When he did, the colonel listened on the radio as the men hit the office building, then as Hugo, off on his own, actually spotted Pablo in the window. Over the din of the office-building raid, it was the colonel who picked out his son's voice calling for help. He ordered the bulk of the assault force to move quickly to his son's aid. Then he sweated out the ten minutes it took for them to get there. He listened as the shooting started, and then received Major Aguilar's jubilant confirmation of success.
In the background, the colonel could hear men firing their weapons into the air in celebration. He got on the phone and notified his superiors. After that, word spread quickly around the world.
Defense Minister Rafael Pardo was returning from a late lunch when he entered his office in Bogotá and found all the lights on his phone blinking at once. Most of the lines were dedicated links to his top generals, so obviously something big was up. He picked up the line from the top army commander, who was in Medellín that day to give a lecture.
"Minister, Escobar is dead," said the general.
"What happened?"
"He was killed in a [Search Bloc] operation."
"Is it confirmed?" asked Pardo. He had heard similar premature reports in the past. "Get the fingerprints."
"But Minister, it is him. I am in front of him."
"Get the fingerprints anyway."
Pardo called President Gaviria.
"Señor President, we think we've killed Escobar."
"Do you have confirmation?"
"Not yet. It will be twenty minutes before we can be certain."
But the defense minister knew they had gotten him. When he hung up, he called his secretary into his office.
"Bring me the press release for Escobar's death," he said.
"Death in an operation or death by natural causes?" she asked.
"By operation!" Pardo announced triumphantly. Then he opened a box on his desk and withdrew a big Cuban cigar, lit it, leaned back, swung his feet up, and savored a few private moments of victory.r />
Ambassador Morris Busby called Washington, asking to speak with Richard Canas, the National Security Council's drug enforcement chief at the Old Executive Office Building, across the street from the White House. Canas was on the phone with a reporter when his secretary interrupted.
"It's Buz," she said.
"We got Escobar," Busby told him when Canas took the call.
"Are you sure?" Canas asked.
"Ninety-nine percent," said Busby.
"Not good enough. Has one of our people seen it?"
"Give me a few minutes," said Busby.
* * *
Days before Pablo was shot, Javier Peña had left for Miami to check out the sources who claimed the fugitive drug boss had fled to Haiti, so Steve Murphy was dispatched to Medellín. The trips north to the Holguin base had become a drug for the two DEA agents. Steve had to leave his wife back in Bogotá whenever he made the trip, and as much as he admired the Delta guys and, lately, the SEALs who rotated in and out of the base, he didn't enjoy sharing the privations of their life there, sleeping on air mattresses or cots, living in a tiny suite of rooms in the barracks. They passed hours reading books and playing cards or video games, eating pizza, and watching movies on the VCR. Sometimes the Delta guys would take a case of hand grenades out to a range and throw them. Murphy had been doing law enforcement work for almost twenty years and he had never lost his enthusiasm for it, but those days in late 1993 were the closest he ever came to feeling burned out.

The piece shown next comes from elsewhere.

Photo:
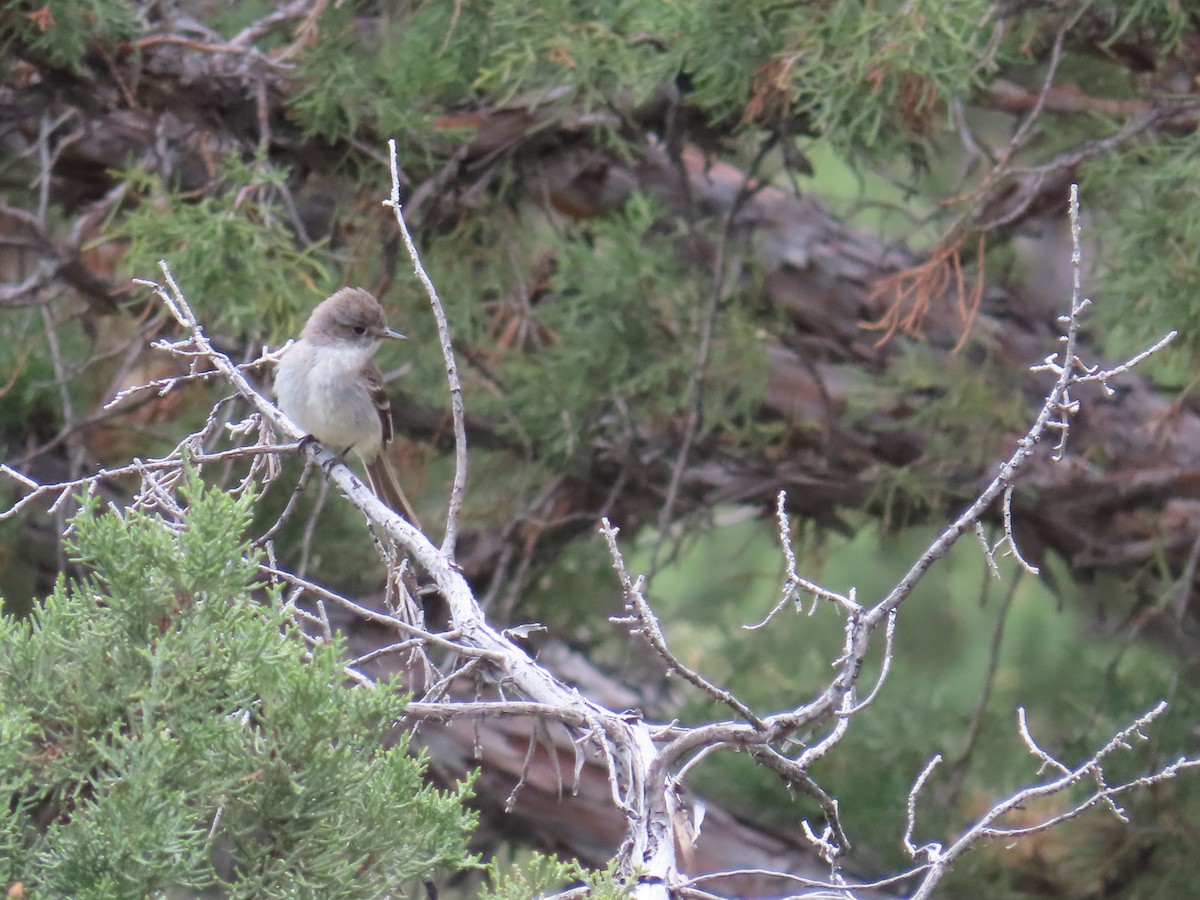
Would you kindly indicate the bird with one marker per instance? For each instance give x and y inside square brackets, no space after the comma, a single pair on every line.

The base was small enough that everyone knew immediately when something unusual had happened. Murphy and a SEAL were sitting on a bench outside their rooms that Thursday morning when they noticed increased traffic in and out of the colonel's office. Murphy walked over to poke his head in. The colonel had a phone in one hand and a radio handset in the other.
"What's up?" Murphy asked one of the Colombian officers in the room.
"It's the colonel's son. He thinks he's found Pablo."
Then the colonel was shouting into the radio, "Stay exactly where you are!"